Keats was wrong! It is not enough to be almost blissful and it never fade. Tennyson instead has my vote, it is better to have loved and lost. It is better to know pain and know it deeply than to live so long a life trapped in a tomb right next door to happiness. There was a time when the ideal of a university was a place where people became themselves and rather than making them alike they were encouraged to be different. Deep in men and women’s souls there is a unique stamp that God has placed there.
It is only when that God given vocation can be mined and brought forth, when it can be encouraged and challenged, when it can be honed like the skills of a warrior and embraced like ones beloved, then can a person truly know and be known. Only then can a person love and truly accept love. This is what I want to do. I want to help people move from existing to being. I spend a great deal of time talking to people of my own generation who are in college or have graduated and I am often saddened.
I beg of you, if your plan is to get a degree, find a job, and spend the rest of your life working so that you can come home and sit on your butt, and use media as your drug of choice, please don’t go to college. There are far cheaper ways to waste your life. The marketplace if full of people just like you who have a degree and take up valuable jobs without ever even attempting to make a difference.

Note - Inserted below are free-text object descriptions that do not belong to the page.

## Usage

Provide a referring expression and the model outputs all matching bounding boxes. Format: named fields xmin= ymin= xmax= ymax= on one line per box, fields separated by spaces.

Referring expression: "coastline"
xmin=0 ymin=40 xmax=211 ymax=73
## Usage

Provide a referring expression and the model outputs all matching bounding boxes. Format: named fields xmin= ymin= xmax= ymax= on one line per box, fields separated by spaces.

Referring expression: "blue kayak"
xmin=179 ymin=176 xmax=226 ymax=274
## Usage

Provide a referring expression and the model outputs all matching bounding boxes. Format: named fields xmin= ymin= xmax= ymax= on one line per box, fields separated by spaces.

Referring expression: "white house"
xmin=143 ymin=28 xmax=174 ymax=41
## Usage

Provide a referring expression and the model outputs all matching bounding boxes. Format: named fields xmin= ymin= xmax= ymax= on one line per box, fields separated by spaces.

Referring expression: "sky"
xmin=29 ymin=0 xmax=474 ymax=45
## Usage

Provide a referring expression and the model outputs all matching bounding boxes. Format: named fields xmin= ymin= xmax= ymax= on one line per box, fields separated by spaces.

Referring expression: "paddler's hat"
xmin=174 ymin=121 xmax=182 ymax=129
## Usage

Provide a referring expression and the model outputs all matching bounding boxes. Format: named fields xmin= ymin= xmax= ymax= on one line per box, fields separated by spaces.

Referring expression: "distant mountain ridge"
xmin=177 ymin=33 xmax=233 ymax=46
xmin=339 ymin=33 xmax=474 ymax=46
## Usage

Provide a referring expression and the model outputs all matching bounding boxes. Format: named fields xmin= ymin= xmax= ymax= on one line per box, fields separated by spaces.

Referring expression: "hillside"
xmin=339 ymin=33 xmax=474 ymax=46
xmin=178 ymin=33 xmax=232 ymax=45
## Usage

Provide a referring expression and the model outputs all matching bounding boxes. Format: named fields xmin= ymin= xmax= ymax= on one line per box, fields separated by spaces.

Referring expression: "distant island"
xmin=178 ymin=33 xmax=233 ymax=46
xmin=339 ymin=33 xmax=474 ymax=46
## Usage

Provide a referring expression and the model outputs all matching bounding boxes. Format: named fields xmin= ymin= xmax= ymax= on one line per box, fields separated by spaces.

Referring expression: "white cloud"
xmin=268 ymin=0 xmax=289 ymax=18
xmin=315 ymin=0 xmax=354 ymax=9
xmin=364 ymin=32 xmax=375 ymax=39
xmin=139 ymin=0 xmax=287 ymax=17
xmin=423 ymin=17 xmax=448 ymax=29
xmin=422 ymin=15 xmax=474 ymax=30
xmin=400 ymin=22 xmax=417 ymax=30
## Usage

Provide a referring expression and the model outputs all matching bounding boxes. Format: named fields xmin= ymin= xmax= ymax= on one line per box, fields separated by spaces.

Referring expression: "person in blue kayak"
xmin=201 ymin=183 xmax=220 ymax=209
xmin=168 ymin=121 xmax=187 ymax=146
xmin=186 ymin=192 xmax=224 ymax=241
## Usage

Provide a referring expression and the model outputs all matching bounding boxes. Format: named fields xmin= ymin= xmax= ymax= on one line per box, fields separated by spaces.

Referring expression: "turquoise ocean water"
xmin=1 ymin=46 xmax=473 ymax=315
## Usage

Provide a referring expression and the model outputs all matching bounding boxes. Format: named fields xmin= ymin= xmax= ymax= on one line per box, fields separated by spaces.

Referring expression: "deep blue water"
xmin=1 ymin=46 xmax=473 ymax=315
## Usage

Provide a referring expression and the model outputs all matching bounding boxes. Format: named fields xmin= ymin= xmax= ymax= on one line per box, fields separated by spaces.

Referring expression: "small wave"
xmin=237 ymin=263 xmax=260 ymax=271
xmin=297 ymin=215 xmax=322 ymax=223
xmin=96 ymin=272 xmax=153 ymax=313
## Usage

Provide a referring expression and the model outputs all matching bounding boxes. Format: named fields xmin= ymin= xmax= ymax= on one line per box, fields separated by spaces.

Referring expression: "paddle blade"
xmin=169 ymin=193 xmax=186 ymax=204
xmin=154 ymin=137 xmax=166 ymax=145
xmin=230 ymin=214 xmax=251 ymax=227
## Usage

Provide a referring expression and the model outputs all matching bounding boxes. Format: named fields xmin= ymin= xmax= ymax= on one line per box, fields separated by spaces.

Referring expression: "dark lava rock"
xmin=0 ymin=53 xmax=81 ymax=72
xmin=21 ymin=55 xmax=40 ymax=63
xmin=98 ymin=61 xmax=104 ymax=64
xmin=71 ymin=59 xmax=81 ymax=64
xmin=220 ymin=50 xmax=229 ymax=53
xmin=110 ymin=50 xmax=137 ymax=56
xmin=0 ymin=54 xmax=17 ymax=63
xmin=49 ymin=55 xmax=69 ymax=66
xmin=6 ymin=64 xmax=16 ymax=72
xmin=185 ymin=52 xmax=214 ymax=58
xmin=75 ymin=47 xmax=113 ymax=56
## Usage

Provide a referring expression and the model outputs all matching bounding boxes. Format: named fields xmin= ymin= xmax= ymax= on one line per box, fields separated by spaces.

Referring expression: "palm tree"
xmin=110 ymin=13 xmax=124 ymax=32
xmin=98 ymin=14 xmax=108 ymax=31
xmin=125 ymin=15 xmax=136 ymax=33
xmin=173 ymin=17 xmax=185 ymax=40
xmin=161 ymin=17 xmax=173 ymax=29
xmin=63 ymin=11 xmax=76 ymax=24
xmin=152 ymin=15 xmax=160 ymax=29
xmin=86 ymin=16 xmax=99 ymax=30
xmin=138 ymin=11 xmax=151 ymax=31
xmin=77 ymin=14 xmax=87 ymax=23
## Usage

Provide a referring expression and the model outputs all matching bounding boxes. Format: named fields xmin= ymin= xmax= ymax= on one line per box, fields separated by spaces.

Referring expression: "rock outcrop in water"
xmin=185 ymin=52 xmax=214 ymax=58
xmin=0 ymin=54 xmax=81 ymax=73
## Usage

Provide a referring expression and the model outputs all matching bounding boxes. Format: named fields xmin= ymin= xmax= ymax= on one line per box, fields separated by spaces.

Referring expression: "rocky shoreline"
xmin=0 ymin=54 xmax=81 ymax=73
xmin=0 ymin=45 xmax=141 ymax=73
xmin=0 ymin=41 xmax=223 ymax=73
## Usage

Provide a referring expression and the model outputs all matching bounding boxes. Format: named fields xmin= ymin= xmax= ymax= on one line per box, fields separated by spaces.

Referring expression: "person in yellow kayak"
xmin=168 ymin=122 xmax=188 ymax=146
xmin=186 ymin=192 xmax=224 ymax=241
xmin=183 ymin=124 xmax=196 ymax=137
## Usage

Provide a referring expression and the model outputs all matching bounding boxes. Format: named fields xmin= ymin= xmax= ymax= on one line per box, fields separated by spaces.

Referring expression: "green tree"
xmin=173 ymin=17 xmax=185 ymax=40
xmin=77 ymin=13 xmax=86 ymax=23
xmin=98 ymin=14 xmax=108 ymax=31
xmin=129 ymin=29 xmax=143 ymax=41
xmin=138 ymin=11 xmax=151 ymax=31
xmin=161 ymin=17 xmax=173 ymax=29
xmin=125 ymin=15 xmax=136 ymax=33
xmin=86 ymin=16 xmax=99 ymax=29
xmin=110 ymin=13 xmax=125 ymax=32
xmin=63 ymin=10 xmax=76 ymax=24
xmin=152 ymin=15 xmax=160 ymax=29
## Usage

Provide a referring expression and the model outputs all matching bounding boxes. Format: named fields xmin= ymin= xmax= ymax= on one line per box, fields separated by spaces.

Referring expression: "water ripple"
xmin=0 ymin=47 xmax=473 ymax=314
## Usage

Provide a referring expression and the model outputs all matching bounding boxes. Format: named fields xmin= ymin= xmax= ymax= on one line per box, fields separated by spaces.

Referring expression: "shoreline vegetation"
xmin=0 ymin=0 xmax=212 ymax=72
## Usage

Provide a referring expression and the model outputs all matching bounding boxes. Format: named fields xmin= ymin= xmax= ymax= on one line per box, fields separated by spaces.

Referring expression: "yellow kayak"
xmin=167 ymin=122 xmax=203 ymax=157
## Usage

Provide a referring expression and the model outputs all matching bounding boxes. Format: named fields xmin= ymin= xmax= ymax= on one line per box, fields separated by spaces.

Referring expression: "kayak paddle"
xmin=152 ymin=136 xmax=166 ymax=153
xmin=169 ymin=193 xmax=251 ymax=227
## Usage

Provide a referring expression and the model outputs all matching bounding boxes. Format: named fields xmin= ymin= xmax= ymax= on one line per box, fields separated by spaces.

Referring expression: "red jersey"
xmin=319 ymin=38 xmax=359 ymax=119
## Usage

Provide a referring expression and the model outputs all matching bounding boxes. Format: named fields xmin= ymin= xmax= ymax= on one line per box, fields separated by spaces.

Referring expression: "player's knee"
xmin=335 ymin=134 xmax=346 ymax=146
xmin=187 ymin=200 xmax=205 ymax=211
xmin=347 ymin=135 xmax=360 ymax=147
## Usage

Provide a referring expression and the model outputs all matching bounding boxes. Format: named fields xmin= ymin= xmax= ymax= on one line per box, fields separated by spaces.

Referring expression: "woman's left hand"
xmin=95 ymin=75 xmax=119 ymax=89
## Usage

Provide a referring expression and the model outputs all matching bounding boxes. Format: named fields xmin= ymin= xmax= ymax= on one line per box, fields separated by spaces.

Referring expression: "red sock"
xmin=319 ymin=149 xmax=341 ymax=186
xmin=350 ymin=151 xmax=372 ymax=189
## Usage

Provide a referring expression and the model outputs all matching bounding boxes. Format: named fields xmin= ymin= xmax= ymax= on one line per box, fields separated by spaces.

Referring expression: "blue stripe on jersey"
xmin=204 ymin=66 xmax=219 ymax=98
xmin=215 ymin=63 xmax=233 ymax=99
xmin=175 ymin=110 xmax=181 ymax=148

When Paul wrote in Phillipians 1 that dying would be gain but living means fruitful labor, this is not only meant for those in ministry. For all of us who are still here living should mean fruitful labor in whatever calling we have been called. C.S. Lewis speaks of this brilliantly in his sermon “Learning in Wartime” where he expresses that even in a time of war, whether of this world as World War II was, or of the spiritual realm, which we all live fight daily, we are to be about learning and growing and staking claim on all Truth as God’s. There is no calling that God calls any of us to that cannot be used fully to the glory of God.
So I beg not only those of my generation, but also those of my parents and grandparents generation, even as I strive to teach my own children. I beg you to head Paul’s words in Ephesians 5. “Make the most of your time, because the days are evil.” And again, “Do not be foolish, but understand the will of the Lord.” Do what God has put you here to do and you will know and be known, you will love and be loved, and happiness will be the furthest thing from your mind. It will be replaced with something so much better, it will be replaced with peace.